It's summer. Not officially yet - I think Yerevanians declare summer when the temps hit 40 degrees. But the sun is shining all the time, and over the weekend, our cherries just sucked up all the heat and turned into this:
Yummy!
The mulberries are just as I remembered them from my childhood in Istanbul: mainly sweet.
We are looking forward to masses of walnuts in the fall:
Since our landlord doesn't approve of pesticides (and we don't either), this year the apricots yielded to some sort of horrible disease:
(Mama? Wonach sieht das denn aus?)
I'm sure there are gentle alternatives that can be applied but those will have to wait until next year (until my mom has educated me on the subject). However, at least the apricots are still there. Our figs have just disappeared and that one baffles me. There were quite a few of them and then, there weren't. Not a trace of them left. What the hey? Have they been abducted by aliens? Birds? Ants? It seems odd.
Posted by claudia at June 5, 2006 07:33 AMI've got peaches and nectarines. Any discoloration or spotting on the leaves?
Posted by: Bernard Guerrero at June 5, 2006 05:51 PMWell, they look gnawed. Can you see it in the picture? They have holes in them.
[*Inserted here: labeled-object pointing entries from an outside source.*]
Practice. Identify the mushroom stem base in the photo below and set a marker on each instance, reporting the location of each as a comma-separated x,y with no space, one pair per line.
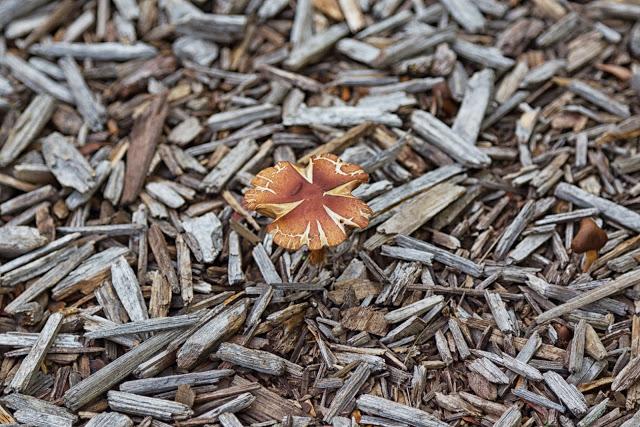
589,258
317,257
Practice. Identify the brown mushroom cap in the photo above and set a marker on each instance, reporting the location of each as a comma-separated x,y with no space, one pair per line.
310,205
590,237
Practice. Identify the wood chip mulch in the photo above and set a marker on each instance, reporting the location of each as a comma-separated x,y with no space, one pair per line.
497,282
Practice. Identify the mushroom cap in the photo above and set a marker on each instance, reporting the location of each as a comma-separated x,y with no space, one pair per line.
590,237
311,205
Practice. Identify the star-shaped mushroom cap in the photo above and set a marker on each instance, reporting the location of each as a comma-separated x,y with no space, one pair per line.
311,205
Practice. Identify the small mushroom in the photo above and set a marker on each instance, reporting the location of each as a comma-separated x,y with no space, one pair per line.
310,205
589,240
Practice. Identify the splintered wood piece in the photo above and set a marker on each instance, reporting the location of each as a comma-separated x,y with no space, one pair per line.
51,278
27,127
134,404
576,354
66,163
488,370
445,257
627,280
145,136
265,265
103,380
92,111
110,419
184,270
609,209
32,405
227,419
567,393
510,418
341,116
234,270
161,254
143,326
598,98
210,334
215,180
415,212
513,231
19,240
126,286
108,51
458,338
36,80
379,406
257,360
205,232
31,363
411,188
474,106
499,312
466,13
415,309
172,382
537,399
488,56
238,118
315,46
444,138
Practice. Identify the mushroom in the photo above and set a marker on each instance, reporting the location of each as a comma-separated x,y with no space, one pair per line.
589,240
310,205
Btw, I saw the same brown spots on some cherries that we bought on the market. It doesn't seem to bother the cherries much, and maybe the apricots will be tasty if ugly. I been looking up different diseases but nothing seems to fit. Of course, it could be two things eating away at that tree - some kind of insect devours the leaves and a fungus of some sort attacks the fruit. The sap on one of the apricots is a bit mysterious.
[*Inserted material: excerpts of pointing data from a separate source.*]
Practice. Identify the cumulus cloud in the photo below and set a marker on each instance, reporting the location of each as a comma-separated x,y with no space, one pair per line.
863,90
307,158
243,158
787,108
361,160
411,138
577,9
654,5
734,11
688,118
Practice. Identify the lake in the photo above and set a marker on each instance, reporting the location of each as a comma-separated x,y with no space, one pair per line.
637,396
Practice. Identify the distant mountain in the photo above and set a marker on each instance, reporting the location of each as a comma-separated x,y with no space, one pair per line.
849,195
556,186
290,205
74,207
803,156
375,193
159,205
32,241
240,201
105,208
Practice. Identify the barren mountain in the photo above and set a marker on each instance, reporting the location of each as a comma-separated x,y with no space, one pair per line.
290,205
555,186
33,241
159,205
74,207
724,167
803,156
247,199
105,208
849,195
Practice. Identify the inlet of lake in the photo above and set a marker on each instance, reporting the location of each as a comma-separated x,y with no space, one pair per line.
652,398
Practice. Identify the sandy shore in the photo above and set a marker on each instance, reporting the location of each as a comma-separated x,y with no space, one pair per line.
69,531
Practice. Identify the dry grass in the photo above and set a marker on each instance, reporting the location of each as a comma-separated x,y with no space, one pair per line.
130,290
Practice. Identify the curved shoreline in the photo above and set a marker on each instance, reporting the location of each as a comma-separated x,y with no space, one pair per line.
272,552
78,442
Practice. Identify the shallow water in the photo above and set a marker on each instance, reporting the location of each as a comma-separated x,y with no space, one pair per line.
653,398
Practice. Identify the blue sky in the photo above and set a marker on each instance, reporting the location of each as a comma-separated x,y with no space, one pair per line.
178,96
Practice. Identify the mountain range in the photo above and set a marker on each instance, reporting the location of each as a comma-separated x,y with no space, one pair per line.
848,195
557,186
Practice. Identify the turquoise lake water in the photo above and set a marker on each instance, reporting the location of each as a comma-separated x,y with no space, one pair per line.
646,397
I feel like the protagonist of a detective story. Who did it? And why? And how did the victim die? I bet, in the end, I'll find out it was the cook...
Posted by: claudia at June 5, 2006 06:12 PMLooks like bugs, at first guess, but I agree that more than one problem might be present. Are they full-size trees or dwarfs? The presence of sap would not be uncommon for young dwarf trees, but if you have full-size it could be bacterial canker.